Hace ya mucho de mi ausencia, y creo ya muchas cosas han pasado, son tantos aquellos sucesos tan impredecibles como aquella lluvia de aquel abril sucedieron, y dieron lugar a muchas cosas. 

La tormenta llegó despacio, como si el cielo mismo quisiera darnos tiempo para prepararnos. Primero, fueron las nubes que empezaron a oscurecerse en el horizonte, y luego el viento, suave al principio, pero que con el tiempo fue cobrando fuerza. Sabíamos que algo se avecinaba, que las cosas estaban cambiando, pero aún podíamos encontrar momentos de calma entre las ráfagas.

En esos días previos al final, los pájaros se posaron sobre los árboles y cantaron sin cesar, como si no supieran lo que se avecinaba, o tal vez lo sabían y querían alegrar el camino.

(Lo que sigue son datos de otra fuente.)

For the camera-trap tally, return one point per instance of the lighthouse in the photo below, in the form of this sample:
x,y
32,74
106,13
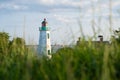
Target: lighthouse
x,y
44,47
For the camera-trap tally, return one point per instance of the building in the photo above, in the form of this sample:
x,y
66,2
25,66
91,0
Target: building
x,y
44,47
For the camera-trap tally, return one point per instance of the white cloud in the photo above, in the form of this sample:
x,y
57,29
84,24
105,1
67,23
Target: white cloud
x,y
13,6
62,18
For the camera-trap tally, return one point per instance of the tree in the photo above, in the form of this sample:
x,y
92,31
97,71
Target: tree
x,y
4,42
17,46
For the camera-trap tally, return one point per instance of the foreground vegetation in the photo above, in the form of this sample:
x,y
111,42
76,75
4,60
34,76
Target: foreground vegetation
x,y
86,61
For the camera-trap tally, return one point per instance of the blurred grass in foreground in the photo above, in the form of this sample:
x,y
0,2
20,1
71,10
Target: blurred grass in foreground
x,y
86,61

Sus trinos llenaban el aire con una melodía esperanzadora, un canto que parecía decirnos que no todo estaba perdido, que incluso en los momentos más oscuros, la naturaleza sigue su curso y la vida encuentra formas de continuar.

Mi padre fue la roca en medio de esa tormenta. Aunque su cuerpo estaba debilitándose, su espíritu permanecía fuerte, como un faro que resiste el embate de las olas. Con cada día que pasaba, el viento se volvía más intenso, pero a la vez nos permitía acercarnos más, hablar, compartir recuerdos, y, lo más importante, darnos el tiempo para decir adiós.

Un día antes de su partida, una ráfaga de aire recorrió el lugar, y se sentía tan bien, tan calmada, como aquellas mañanas que a él le gustaban para tomar su café. Fue un momento de paz, como si el mundo quisiera regalarnos un instante de consuelo antes del inevitable desenlace.

Cuando finalmente llegó el momento, la tormenta estalló con toda su furia. Mi padre partió, y el dolor nos envolvió como un viento helado. Pero incluso en medio de esa oscuridad, había un extraño consuelo: el tiempo que tuvimos, las palabras que pudimos decir, los abrazos compartidos. El proceso nos permitió ser fuertes para él y para nosotros mismos.

Después de su muerte, algo cambió en el jardín. Aquellas plantas que nunca florecieron, comenzaron a brotar con vigor. Los árboles que no daban fruto, de repente se llenaron de vida. Todo lo que por años intentamos revivir con mi padre, floreció después de su partida, como si su espíritu hubiese tocado la tierra y le hubiese dado nueva energía.

Y cada vez que un nuevo fruto aparece, pensamos en él. Sentimos que nos cuida y nos protege, como un guardián invisible que guía nuestras manos mientras trabajamos la tierra. Aunque la tormenta dejó cicatrices, también dejó espacio para el sol y para que la naturaleza renaciera con una belleza inesperada. Porque el amor que compartimos nunca se desvanece, y sabemos que, aunque no lo veamos, mi padre está ahí, en cada flor, en cada hoja, en cada soplo de aire fresco.



Hoy me encuentro en mi habitacion un dia como 26 de abril del 2024 ya dos años del suceso.